BRUNSWICK — Brunswick town officials on Monday corrected a zoning mistake that inadvertently prohibited retail marijuana from setting up shop anywhere in town.
Meanwhile, Brunswick’s two at-large councilors said they hope to see the zoning relaxed further in the future.
The issue surfaced in May after the planning board tabled the town’s first application for a retail marijuana store, determining that the establishment would significantly and negatively impact traffic around the proposed site at 4 Business Parkway.
According to the ordinance criteria, a proposed use could not create “significantly more vehicular traffic” than the uses currently within 300 feet of the proposed site or create “additional adverse impacts” on any use or structure within the same distance.
In Brunswick, retail recreational marijuana is only allowed in industrial zones, but according to Matt Panfil, director of planning and development, by nature, a retail store is going to generate significantly more traffic than any industrial use.
“The unintended consequence of the prior conditional use standards effectively zoned adult retail uses out of existence,” Leah Rachin, an attorney representing GJoris LLC said in an email Tuesday.
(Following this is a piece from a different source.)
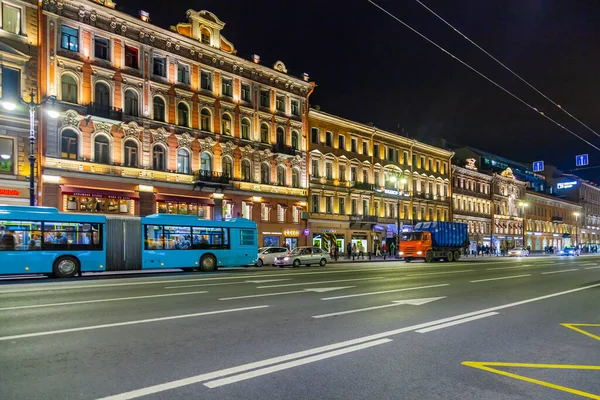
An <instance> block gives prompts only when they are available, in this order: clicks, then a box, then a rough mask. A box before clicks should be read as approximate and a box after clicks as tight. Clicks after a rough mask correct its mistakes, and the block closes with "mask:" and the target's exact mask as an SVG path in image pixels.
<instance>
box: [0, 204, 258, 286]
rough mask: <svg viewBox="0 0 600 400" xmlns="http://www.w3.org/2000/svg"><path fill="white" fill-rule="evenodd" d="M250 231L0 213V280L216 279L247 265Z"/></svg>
mask: <svg viewBox="0 0 600 400" xmlns="http://www.w3.org/2000/svg"><path fill="white" fill-rule="evenodd" d="M257 254H258V232H257V228H256V223H255V222H253V221H250V220H247V219H243V218H238V219H233V220H230V221H209V220H201V219H199V218H197V217H194V216H186V215H164V214H156V215H150V216H147V217H143V218H131V217H112V216H109V217H106V216H103V215H89V214H73V213H61V212H59V211H58V210H57V209H55V208H45V207H16V206H0V275H4V274H45V275H49V276H50V275H51V276H55V277H58V278H68V277H72V276H74V275H75V274H78V273H79V274H81V273H83V272H100V271H120V270H140V269H167V268H169V269H170V268H180V269H183V270H184V271H193V270H200V271H205V272H209V271H215V270H216V269H218V268H220V267H239V266H247V265H252V264H254V263H255V261H256V257H257Z"/></svg>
Revisions passed unanimously by the council Monday night stipulate instead that traffic will not “be greater than would occur from any uses designated as a permitted use or conditional use within the same zoning district.”
It also dictates that the proposed use will not “impose an unreasonable burden” on existing or planned municipal services, utilities or other necessary facilities and will “further the planning goals of the adopted Town of Brunswick Comprehensive Plan.”
Since the original application was tabled and not denied, Rachin said DiPersia’s application can proceed now that the criteria have been amended.
The new language will go into effect in 30 days and to apply under the new criteria they will have to put in a new application, Panfil said.
Though the changes concern all businesses seeking a conditional use permit, the matter only came up because of retail marijuana, councilor Kathy Wilson said, and “the bottom line is we’re talking about whether we’re going to allow a recreational marijuana store. We know why this came up.”
“We worked ourselves into our own corner,” she said. “We brought ourselves into this by being too restrictive.”
Ideally, Wilson would like to see cannabis retail zoned the same way as alcohol, and said it put an unfair burden on marijuana retailers.
“If we told someone selling wine or beer that was the only place they could sell it, everybody would be up in arms,” she said. “People don’t think of this as a legal thing and it is.”
“We’ve worked ourselves into our own corner,” she added “Somehow we have to allow this to happen.”
Councilor Dan Ankeles agreed, calling the issue “completely over-stigmatized.”
“I know we’re talking about conditional uses but we’re already in the wrong direction when it comes to zoning for cannabis sales,” he said, adding that the conversation could be “a great segue into a complete reconsideration into what a previous council did,” referring to the marijuana ordinance passed in 2018.
Despite legalizing it nearly four years ago, it will still be another two months before Maine will open its recreational marijuana market to public sales, the Portland Press Herald reported last week. The Maine Office of Marijuana Policy will announce its first round of fully licensed testing labs, cultivation facilities, manufacturing plants and retail stores on Sept. 8. They can open Oct. 9.